Now, O’Connor said, the city faces the choice of what he termed the “Walmart or Macy’s syndrome.”

“We would need to raise (city) taxes 50 percent to cover the loss of the revenue from the power plant,” McCracken said.  “Vero Beach is roughly 10 percent of the total tax bill, so really you total tax bill would go up five percent.”

Finance Commission Chairman Peter Gorry
Finance Commission Chairman Peter Gorry

Commission Chairman Peter Gorry pointed out that in 2007, the city collected approximately $2.4 million more in taxes than in the current fiscal year.  Since 2007, Gorry explained, the city’s tax rate has come down, as has the taxable value of properties within the city.

Commissioner Kathryn Barton said she is not sure why there is such an aversion to raising taxes.  “If people want services they are either going to have to pay a user fee, or they are going to have to pay more in taxes,” Barton said, adding that if city residents are going to pay significantly less for utilities they can afford to pay more for taxes.

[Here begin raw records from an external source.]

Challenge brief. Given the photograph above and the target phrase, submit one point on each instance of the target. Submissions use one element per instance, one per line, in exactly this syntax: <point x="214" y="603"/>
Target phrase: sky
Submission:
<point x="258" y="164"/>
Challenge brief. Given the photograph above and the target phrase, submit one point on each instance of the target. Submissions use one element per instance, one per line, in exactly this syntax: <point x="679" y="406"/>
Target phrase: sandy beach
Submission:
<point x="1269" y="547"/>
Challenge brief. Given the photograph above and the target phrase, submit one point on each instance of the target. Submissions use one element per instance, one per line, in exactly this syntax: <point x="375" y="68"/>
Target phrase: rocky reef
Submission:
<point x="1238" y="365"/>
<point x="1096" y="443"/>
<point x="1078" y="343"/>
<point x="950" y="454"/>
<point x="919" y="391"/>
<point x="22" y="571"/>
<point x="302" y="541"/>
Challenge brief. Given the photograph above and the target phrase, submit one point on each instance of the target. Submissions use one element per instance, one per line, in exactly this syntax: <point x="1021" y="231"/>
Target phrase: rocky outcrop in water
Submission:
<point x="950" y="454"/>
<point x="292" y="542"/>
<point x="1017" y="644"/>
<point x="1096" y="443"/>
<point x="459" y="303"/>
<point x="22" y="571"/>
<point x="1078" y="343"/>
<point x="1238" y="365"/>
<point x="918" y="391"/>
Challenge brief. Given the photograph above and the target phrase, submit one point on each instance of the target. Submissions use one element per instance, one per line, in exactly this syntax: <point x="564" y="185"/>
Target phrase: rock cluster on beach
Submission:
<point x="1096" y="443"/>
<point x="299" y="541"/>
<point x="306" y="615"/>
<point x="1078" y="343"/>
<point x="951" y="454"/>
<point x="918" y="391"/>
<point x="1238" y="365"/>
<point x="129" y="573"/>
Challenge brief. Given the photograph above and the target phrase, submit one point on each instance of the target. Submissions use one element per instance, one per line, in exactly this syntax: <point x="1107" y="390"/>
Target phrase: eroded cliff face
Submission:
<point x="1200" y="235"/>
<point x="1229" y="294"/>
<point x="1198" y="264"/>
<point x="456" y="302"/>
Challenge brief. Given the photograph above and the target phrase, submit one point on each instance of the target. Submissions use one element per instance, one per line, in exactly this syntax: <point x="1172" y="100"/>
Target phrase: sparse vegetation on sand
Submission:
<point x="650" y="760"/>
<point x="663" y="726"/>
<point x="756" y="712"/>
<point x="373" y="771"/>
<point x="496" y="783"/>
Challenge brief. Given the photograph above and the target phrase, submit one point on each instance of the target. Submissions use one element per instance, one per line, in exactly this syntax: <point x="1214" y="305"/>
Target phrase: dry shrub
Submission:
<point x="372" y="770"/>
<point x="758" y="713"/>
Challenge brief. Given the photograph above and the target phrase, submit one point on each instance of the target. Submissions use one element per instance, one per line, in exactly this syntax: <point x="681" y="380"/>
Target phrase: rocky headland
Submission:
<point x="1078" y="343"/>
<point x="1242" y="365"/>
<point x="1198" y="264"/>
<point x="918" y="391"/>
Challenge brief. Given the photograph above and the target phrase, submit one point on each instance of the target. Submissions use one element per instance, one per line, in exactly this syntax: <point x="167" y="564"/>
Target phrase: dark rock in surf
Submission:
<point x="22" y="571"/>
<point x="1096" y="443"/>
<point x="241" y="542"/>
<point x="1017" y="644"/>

Finance Commission member Kathryn Barton
Finance Commission member Kathryn Barton

For the first three years following the sale of the electric system, the city’s projected budget shortfall is estimated to be approximately $1 million.  After the third year, Florida Power & Light would no longer be paying rent on the power plant site.  At that point, the budget deficit, compared to the 2012/2013 budget, would be closer to $2 million.

At present, the Council is on course to cut $1.4 million from the general fund budget beginning October 1, despite the fact that serious questions remain over if and when the electric system will ever be sold.

Following what he insists are his marching orders, City Manager Jim O’Connor has prepared a budget predicated on the assumption that the electric system will be sold by March 31.  In the kindest terms possible, Gorry has made it clear he believes that assumption does not square with reality.

The City Council will begin five days of budget workshops Monday, July 8 and 9 a.m.

2 comments

  1. I should think that raising the taxes would be a priority, since it takes a while to process….unlike raising our electric rate or cutting jobs.

  2. People have lost sight of the fact that city residents are also county residents. They pay equal county taxes and then city taxes on top of that. That’s why I am dumfounded by the fact that recreation programs and facilities are funded only by city residents and used in a large part by county residents. Charge all county residents tommorrow night to get into the fireworks display and maybe they will get the point. If we are cutting costs, lets look at who is benefitting from our tax dollars. . if county residents want to use city services (boat ramps, parks, Sports leagues, etc) maybe a small fee is the answer to funding Didn’t the county some time ago refuse to continue to subsidize city recreation. How many county residents will clog our ramps tommorrow night, Perhaps a launching fee would be appropriate. Or they can launch at the Wabasso causeway and burn fuel to get here. Something is wrong with the equation, especially the Recreation budget, which I had no idea was as large as it is. Chopping off heads is not the answer, increased revenue is. Raise taxes or get creative.